L’inverno dell’esistenza
 

Ritorniamo anche questa volta sul libro di Qohelet - Ecclesiaste.
L’abbiamo esaminato quasi come fosse una diagnosi su sette malattie dell’esistenza.
Già abbiamo visto le crisi della parola, dell’azione, della sapienza, della storia.
Quinta malattia è quella che intacca la società: «Io mi sono messo a considerare tutte le violenze perpetrate sotto il sole: ecco le lacrime delle vittime da nessuno consolate, da nessuno consolate contro il forte potere dei violenti» (4,1).
La comunità umana e la vita dei popoli sono malate di violenza e di ingiustizia. il mondo è come una giungla in cui l’uomo impazza, in attesa di morire o di essere ucciso.
Anche i profeti avevano registrato questa situazione, ma avevano reagito con veemenza, denunziando il male e tentando di sovvertire tali logiche infami. Qohelet si accontenta invece di tratteggiare con amarezza il disordine sociale, non lascia trasparire sdegno né tantomeno invita alla lotta. Anzi, la sua conclusione è del tutto pessimistica: «Io allora ho proclamato i morti ormai trapassati più beati dei vivi ancora in vita e più beato di entrambi chi non esiste ancora e non ha ancora visto il male perpetrato sotto il sole» (4,2-3).

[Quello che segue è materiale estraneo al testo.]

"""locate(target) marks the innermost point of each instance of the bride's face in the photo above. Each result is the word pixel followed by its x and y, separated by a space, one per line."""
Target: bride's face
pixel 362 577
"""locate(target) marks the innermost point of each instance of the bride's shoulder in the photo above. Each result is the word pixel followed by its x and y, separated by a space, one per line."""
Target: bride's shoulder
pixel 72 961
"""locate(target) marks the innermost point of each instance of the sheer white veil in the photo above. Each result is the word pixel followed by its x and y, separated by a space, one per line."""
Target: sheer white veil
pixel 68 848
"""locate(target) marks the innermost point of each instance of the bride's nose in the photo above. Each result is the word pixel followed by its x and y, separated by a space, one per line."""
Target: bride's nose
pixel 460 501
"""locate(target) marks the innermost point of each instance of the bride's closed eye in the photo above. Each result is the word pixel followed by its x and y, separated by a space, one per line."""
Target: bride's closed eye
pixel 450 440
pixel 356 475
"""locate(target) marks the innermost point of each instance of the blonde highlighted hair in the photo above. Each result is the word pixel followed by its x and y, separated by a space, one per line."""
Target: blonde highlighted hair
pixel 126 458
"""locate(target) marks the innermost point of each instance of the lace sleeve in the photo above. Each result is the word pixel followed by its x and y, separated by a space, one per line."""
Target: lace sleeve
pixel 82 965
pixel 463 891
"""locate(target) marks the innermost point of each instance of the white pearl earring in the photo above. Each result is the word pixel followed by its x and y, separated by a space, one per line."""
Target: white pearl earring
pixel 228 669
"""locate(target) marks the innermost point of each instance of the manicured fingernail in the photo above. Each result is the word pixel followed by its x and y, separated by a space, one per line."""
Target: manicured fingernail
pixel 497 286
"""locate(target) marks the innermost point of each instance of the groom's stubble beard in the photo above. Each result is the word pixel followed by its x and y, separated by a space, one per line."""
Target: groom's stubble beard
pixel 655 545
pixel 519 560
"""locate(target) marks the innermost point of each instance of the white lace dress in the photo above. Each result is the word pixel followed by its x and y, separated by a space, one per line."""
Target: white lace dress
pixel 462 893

Triste e terribile beatitudine!
La sesta malattia è quella che infetta la stessa esistenza umana ed è dipinta in una delle pagine poeticamente più alte ove Qohelet coglie la vita dall’angolo di visuale del tramonto, cioè della vecchiaia (si legga integralmente il testo di Qohelet da 11,7 a 12,7). Una coltre di tenebra avvolge tutto lo spazio e tutto il tempo: è l’immagine di un inverno senza sole che non ha mai fine, sono giorni di vita che non si ha voglia di assaporare perché fanno nausea. L’inverno è la stagione più vera dell’uomo, quella che ne definisce meglio la qualità e il senso.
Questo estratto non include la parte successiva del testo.